Deutsches Institut für Japanstudien
Jochi Kioizaka Bldg. 2F
7-1 Kioicho, Chiyoda-ku
Tokyo 102-0094, Japan
The DIJ History and Humanities Study Group is a forum open to scholars working on Japan in any field of the humanities. It is organized by Ronald Saladin and Torsten Weber.
All are welcome to attend, but prior registration ( email@example.com) is greatly appreciated.
Revolution and Empire: the Northern Expedition in the Japanese Press, 1926-28
8. Juni 2017 / 18:30
With the Northern Expedition (1926-28), the Nationalist Party (GMD) emerged in China as the leading force for reunification of the country. The foreign powers had thus to face a new government in Nanjing that claimed back for China the sovereign rights it had lost with the ‘unequal treaties’ in the late Qing period. To Japan, in particular, the establishment of the Nationalist regime posed a threat to its ’special interests‘ in Northeast China. Historians have studied extensively the political process that in 1931 led to the Japanese invasion of Manchuria, taking into account both domestic conditions and the wider international context. Public opinion in Japan, however, has remained rather on the sidelines of research.
The talk will examine Japanese press coverage of the Northern Expedition by focussing on three prominent themes. In the first place, the relationship between Nationalist and Communist Parties under the “United Front” in the initial stage of the campaign. Secondly, the issue of leadership and factional strife in the GMD. Finally, Japan’s military intervention in Shandong province, which led to the Jinan Incident in May 1928. Using a selection of sources representative of different political orientations and readership, the analysis will point at both divergent responses and widely shared opinions. While bringing to light the richness of public debate, evidence collected also suggests that flaws in the media system would later amplify the reasons for conflict between the two countries.

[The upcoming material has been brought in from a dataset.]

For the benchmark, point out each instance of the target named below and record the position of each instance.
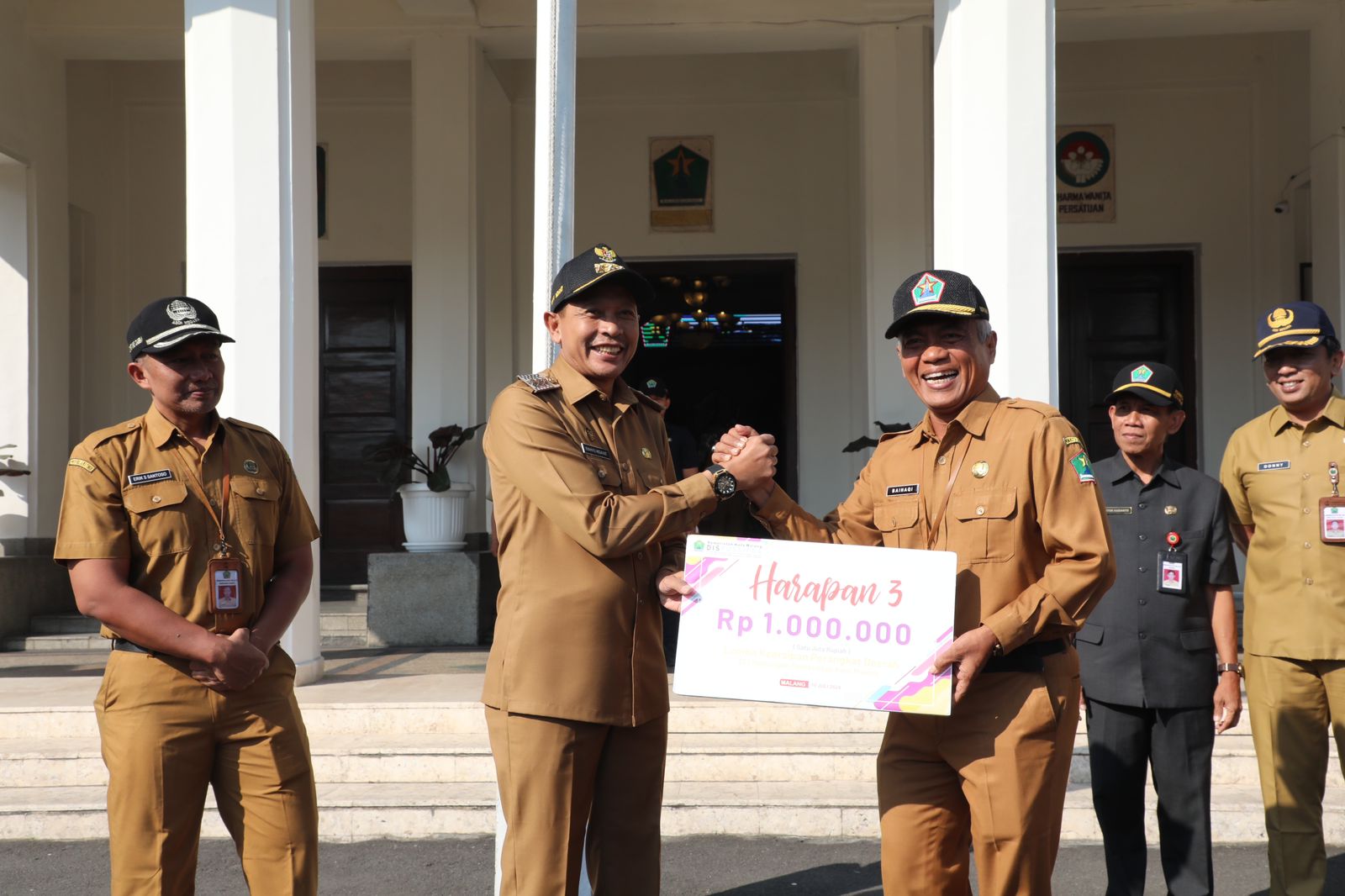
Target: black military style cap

Andrea Revelant is Assistant Professor in the Department of Asian and North African Studies of Ca’ Foscari University. His main research interests lie in the political and economic history of Japan. Recent publications include “Revolution Deconstructed: Chiang Kai-Shek and the Northern Expedition in the Japanese Press, 1926-28” (in De Giorgi and Samarani, eds, Chiang Kai-Shek and His Time, 2017); Economic Development and Inequality: the Fiscal Question in Modern Japan 1873-1940, 2016 (in Italian); “Rethinking Japanese Taxation in the Wake of the Great War” (in Frattolillo and Best, eds, Japan and the Great War, 2015). His current research is on the making of Nationalist China and Japanese public opinion in the 1920s and 1930s. His research stay in Japan is funded by Keio University’s SGUP (Super Global University Program).